Vincenzo, Mona Lisa'yı dört yüz yıl önce Leonardo da Vinci'nin Fransa Kralı Francis'e kendi elleriyle pazarladığından habersizdi... Ona göre Napolyon tarafından Fransa'ya götürülen eserlerden biriydi bu da ve kurtarılmalıydı!.. Eh, işin biraz da maddî kâr boyutu vardı...
***
Hırsızlık duyulduğunda Paris'te insanlar o boş çerçeveyi görmek için müzeye akın ettiler... Mona Lisa çok daha büyük bir üne kavuşmuştu artık... Polis, ustaca yapılan bu hırsızlığı çözemiyor, arkadaşı daha önce müzeden heykel çalan Picasso'dan bile şüphelenmiş, sorguya çekmişti...

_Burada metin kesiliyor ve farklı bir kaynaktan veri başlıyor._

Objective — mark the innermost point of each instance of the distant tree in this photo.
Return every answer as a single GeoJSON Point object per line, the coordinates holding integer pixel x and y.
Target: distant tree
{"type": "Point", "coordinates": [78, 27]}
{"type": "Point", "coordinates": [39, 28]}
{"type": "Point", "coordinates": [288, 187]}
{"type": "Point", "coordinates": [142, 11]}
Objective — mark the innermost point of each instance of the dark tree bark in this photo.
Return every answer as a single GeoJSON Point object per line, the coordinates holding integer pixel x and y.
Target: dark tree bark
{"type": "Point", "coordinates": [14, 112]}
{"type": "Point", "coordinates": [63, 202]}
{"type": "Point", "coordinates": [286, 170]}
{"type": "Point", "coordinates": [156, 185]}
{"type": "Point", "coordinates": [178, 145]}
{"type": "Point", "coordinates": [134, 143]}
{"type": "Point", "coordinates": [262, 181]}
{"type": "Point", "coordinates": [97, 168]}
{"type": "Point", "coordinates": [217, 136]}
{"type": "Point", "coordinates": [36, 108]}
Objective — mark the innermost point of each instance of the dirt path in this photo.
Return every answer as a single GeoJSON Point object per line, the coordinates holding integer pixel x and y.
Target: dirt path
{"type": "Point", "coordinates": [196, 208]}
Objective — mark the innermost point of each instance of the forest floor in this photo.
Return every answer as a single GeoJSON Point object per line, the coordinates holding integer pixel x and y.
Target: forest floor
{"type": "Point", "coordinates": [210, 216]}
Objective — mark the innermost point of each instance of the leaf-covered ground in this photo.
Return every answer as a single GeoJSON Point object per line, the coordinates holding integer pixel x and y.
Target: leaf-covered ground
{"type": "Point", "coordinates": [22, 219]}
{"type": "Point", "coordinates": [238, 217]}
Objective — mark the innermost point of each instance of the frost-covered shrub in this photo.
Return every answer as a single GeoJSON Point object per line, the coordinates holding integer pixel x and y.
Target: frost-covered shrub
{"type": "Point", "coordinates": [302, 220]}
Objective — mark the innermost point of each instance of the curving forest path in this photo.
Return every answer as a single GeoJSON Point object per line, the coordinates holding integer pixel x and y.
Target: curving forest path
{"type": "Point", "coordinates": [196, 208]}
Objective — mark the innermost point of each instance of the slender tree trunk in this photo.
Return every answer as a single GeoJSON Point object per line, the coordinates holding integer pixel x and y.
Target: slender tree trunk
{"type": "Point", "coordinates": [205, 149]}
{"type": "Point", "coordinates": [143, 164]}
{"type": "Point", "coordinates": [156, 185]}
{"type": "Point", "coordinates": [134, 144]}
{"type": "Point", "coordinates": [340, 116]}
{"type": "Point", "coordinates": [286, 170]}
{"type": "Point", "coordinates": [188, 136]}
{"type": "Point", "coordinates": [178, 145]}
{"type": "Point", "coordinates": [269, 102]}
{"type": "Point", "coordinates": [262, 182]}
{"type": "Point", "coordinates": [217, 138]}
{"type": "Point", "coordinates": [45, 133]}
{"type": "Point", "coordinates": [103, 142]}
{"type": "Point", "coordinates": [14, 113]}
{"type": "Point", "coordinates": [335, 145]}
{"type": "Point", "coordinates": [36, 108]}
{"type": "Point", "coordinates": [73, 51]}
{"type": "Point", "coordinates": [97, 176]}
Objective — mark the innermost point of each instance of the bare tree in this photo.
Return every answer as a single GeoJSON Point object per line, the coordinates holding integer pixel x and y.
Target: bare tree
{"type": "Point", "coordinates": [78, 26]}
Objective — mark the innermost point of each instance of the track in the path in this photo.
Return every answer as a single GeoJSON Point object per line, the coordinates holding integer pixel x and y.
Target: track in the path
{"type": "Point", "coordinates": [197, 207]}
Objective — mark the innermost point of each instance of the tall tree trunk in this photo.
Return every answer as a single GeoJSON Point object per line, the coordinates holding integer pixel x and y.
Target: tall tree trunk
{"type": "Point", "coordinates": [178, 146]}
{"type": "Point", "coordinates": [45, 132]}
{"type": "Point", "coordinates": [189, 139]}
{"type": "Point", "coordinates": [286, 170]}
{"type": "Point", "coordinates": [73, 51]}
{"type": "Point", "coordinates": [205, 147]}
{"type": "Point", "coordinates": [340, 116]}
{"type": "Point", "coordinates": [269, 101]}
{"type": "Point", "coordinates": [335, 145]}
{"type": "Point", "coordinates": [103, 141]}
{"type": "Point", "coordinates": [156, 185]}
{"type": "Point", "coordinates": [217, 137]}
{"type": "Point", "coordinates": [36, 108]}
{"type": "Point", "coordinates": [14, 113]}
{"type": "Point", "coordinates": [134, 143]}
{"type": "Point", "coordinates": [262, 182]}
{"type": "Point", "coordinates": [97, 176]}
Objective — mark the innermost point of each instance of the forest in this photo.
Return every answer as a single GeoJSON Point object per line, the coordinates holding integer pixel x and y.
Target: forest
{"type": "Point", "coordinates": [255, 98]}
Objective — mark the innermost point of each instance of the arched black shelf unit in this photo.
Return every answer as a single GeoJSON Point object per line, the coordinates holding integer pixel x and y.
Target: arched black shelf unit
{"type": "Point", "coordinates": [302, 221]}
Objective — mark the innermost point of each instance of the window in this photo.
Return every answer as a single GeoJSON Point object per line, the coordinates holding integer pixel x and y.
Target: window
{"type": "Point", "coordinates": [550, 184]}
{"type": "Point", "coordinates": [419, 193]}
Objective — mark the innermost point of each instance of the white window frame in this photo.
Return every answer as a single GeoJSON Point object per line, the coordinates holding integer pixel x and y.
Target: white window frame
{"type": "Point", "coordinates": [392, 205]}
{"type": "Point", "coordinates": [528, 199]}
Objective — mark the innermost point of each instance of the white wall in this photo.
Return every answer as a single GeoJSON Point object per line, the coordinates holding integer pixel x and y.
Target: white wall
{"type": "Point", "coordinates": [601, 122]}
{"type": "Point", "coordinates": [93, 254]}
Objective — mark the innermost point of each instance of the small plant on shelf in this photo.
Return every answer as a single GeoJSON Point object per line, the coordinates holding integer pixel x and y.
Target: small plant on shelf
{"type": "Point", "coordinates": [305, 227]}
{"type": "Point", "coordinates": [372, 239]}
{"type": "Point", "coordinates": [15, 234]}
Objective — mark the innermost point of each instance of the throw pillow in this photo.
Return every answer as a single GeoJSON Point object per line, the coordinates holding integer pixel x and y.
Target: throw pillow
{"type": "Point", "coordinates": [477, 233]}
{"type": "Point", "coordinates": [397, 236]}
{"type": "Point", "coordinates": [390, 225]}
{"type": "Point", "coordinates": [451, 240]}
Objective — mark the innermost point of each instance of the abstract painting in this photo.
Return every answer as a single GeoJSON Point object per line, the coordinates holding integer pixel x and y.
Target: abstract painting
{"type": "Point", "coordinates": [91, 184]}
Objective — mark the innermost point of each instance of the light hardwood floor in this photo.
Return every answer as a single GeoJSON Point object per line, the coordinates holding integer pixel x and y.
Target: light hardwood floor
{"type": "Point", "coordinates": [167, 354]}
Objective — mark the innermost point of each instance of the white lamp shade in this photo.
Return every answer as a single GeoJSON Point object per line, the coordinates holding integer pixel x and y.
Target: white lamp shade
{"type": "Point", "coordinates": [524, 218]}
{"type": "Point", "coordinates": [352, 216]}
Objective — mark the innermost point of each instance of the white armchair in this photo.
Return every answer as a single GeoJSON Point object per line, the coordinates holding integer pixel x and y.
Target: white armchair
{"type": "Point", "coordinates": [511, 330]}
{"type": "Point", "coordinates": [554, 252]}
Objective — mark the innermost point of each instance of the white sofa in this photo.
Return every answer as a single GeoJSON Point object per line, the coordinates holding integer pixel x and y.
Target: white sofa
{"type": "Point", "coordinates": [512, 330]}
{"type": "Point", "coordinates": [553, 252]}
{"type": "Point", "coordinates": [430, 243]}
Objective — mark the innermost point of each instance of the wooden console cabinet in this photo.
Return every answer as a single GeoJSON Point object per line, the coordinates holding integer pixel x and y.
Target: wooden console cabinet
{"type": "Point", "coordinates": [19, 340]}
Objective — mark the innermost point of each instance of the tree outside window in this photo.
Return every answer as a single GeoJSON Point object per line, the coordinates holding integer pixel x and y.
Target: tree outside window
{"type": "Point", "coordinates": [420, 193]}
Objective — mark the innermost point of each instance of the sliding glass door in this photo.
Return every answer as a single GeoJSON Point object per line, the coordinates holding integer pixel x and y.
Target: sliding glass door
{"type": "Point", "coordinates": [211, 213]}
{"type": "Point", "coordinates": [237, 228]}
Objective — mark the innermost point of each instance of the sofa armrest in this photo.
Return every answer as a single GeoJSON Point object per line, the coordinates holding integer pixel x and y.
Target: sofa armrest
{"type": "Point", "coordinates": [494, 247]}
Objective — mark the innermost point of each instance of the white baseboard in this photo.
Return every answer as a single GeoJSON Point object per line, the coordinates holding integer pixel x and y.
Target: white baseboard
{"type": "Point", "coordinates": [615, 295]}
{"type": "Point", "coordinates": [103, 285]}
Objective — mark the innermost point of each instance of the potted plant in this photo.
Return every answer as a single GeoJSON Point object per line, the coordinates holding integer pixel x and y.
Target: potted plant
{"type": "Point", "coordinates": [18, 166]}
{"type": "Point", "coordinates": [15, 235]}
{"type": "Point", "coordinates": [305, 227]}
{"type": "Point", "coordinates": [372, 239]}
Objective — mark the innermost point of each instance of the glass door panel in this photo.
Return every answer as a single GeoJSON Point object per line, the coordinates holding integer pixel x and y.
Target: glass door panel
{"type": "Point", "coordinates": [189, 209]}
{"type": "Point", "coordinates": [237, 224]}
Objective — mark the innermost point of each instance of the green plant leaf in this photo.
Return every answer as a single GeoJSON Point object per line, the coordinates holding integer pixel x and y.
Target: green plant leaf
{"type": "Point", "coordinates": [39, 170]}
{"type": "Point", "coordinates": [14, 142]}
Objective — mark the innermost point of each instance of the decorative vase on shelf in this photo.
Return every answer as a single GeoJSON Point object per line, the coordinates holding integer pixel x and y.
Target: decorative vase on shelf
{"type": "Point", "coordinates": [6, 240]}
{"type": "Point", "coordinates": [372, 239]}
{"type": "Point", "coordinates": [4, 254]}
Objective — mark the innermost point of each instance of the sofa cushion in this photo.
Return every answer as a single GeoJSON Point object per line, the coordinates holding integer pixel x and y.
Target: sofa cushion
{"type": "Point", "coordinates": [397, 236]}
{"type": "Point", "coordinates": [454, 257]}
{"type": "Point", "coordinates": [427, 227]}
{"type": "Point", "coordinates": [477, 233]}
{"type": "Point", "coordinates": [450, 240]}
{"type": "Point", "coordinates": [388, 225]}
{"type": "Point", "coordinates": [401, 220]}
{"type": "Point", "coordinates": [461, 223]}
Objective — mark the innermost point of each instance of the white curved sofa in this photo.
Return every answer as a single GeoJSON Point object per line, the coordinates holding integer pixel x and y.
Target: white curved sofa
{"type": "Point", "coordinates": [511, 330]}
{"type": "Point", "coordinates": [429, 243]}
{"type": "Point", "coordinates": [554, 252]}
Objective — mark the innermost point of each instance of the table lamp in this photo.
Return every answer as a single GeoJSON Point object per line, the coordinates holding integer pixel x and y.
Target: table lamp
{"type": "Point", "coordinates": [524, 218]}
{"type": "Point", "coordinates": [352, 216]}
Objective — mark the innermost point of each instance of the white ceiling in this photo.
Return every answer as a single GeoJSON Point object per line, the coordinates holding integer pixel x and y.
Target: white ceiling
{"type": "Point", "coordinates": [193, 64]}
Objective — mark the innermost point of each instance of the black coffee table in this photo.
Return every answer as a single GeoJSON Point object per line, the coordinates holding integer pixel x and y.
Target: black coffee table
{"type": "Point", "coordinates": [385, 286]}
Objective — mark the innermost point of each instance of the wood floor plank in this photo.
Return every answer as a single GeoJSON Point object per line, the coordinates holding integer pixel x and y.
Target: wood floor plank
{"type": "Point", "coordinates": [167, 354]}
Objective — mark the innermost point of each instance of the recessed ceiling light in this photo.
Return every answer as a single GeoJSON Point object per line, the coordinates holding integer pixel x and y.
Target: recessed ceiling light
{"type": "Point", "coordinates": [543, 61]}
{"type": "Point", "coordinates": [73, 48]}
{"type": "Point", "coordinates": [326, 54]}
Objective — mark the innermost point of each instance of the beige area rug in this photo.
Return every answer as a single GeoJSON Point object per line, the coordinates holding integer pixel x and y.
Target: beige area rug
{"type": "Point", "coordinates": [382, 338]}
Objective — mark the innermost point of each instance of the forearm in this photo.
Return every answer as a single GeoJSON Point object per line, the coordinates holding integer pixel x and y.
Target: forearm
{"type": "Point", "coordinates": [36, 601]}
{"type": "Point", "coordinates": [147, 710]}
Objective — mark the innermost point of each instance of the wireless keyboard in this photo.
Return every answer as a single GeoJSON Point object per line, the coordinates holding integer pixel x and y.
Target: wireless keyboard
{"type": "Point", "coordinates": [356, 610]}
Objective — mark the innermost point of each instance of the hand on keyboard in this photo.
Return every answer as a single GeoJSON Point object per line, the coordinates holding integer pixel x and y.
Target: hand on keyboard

Aradan iki yıldan fazla bir zaman geçer... Yine bir İtalyan olan antikacı Alfredo Geri'ye 'Leonardo' adıyla imzalanmış bir mektup gelir... Leonardo sahte ismini kullanan şahıs, Mona Lisa tablosunun kendisinde olduğunu ve bir miktar para karşılığında onu İtalya'ya vermek istediğini yazar... Bir de millî hissiyatla not düşer: "Bu resim madem ki İtalya'da yapılmıştı, o hâlde İtalya'ya aittir ve oraya dönmelidir... "
Floransalı antikacı bu mektubu aynı şehirdeki Uffizi galerisinin müdürü Poggi'ye gösterdikten sonra hırsıza cevap yazar: "Evet, o eser İtalya'ya aittir, onu getirebilirsin..."
Buluşma, pazarlık, resmi doğrulama vs. gibi işlemler sürerken, polis baskınıyla macera yeni bir aşamaya geçer... Eldeki resmin gerçekten orijinal Mona Lisa olduğu anlaşılır... 'Leonardo' sahte isimli şahsın, bu tabloyu Louvre'dan çalan Vincenzo Peruggia olduğu ortaya çıkar...
***
Vincenzo hapse atılır... Sıra onun kendisini mahkemede savunmasına gelmiştir... Vincenzo, İtalya'ya ait bir tablonun Napolyon tarafından Paris'e götürüldüğünü, orada sergilenmesinin millî gururuna dokunduğunu, onu anavatanına kavuşturmak için bunu yaptığını, vatanseverliğin bedelini ödemekte olduğunu söyler...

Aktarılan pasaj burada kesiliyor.